DermayuMagz.com – Perjuangan panjang Jumairah, seorang buruh kebun asal Kabupaten Maros, Sulawesi Selatan, akhirnya terbayar lunas. Setelah menabung selama 20 tahun, ia akhirnya dapat berdiri di depan Ka’bah, sebuah pemandangan yang selama ini hanya bisa ia impikan melalui doa-doanya.

Jumairah, yang kini telah berusia lebih dari 70 tahun, mengungkapkan betapa harunya momen pertama kali melihat Ka’bah secara langsung. Air mata tak terbendung saat ia menceritakan perasaannya, sembari mengusap wajahnya dengan ujung kerudung hitam yang ia kenakan.

“Saya berdoa mudah-mudahan bisa kembali lagi,” ujarnya penuh harap.

Jumairah dikenal sebagai jemaah lansia yang menjadi ikon layanan Makkah Route. Ia menjalani hidup seorang diri setelah berpisah dengan almarhum suaminya. Rutinitas hariannya tak banyak berubah selama bertahun-tahun.

Setiap pagi, setelah salat Subuh, ia memberi makan ayam peliharaannya, membersihkan rumah, lalu memasak untuk dirinya sendiri. Setelah itu, ia bergegas menuju kebun dan sawah.

Di kebun milik tetangganya, ia merawat tanaman ubi. Kemudian, ia melanjutkan aktivitas di sawah miliknya yang tak jauh dari kediamannya. “Saya tanam sendiri, rawat sendiri, panen sendiri,” ungkapnya.

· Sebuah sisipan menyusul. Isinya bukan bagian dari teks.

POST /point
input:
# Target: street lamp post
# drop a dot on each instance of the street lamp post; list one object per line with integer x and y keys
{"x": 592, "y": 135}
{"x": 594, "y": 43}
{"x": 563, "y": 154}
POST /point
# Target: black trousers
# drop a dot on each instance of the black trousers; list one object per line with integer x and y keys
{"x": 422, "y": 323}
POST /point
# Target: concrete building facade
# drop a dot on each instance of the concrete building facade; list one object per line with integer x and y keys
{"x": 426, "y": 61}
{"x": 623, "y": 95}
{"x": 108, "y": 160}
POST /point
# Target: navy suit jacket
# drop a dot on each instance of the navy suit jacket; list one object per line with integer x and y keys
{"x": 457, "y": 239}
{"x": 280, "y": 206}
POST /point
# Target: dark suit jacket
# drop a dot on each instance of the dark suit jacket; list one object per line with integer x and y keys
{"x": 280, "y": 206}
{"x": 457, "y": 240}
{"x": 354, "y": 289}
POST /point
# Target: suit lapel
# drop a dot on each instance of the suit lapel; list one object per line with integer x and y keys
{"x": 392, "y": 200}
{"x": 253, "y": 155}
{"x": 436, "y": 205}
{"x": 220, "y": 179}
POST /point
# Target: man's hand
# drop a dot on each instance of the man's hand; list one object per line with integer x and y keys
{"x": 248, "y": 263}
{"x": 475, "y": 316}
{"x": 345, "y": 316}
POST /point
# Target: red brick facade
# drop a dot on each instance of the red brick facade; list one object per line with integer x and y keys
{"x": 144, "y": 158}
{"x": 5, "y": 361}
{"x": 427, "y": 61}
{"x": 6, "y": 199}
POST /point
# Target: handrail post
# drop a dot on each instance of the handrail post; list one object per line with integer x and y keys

Keinginan untuk menunaikan ibadah haji mulai ia perjuangkan sekitar dua dekade lalu. Dari penghasilan yang tidak seberapa, Jumairah menyisihkan sebagian rezekinya sedikit demi sedikit. Uang tersebut ia kumpulkan di dalam sebuah ember.

“Saya kumpul uang sedikit-sedikit di ember,” katanya.

Pada tahun 2011, ketika tabungannya telah terkumpul sebesar Rp 25 juta, Jumairah mendaftarkan diri untuk menunaikan ibadah haji. Bantuan dari kerabat jauh memudahkannya dalam proses pendaftaran.

Meskipun ia tidak pernah mengenyam pendidikan formal dan tidak bisa membaca maupun menulis, keterbatasan tersebut tidak pernah menyurutkan semangatnya. Ia terus bekerja keras dan menabung demi melunasi biaya hajinya.

“Kalau saya dapat Rp 110 ribu, saya simpan Rp 50 ribu,” kenangnya.

Baca juga : Rincian Modal Awal Ternak Ayam Kampung: Dari Skala Kecil hingga Besar

Setelah penantian lebih dari sepuluh tahun, akhirnya pada tahun ini, Jumairah tiba di Makkah. Perjalanan panjang yang ia tempuh seorang diri terasa begitu berharga ketika ia dapat menyaksikan Ka’bah dengan mata kepalanya sendiri.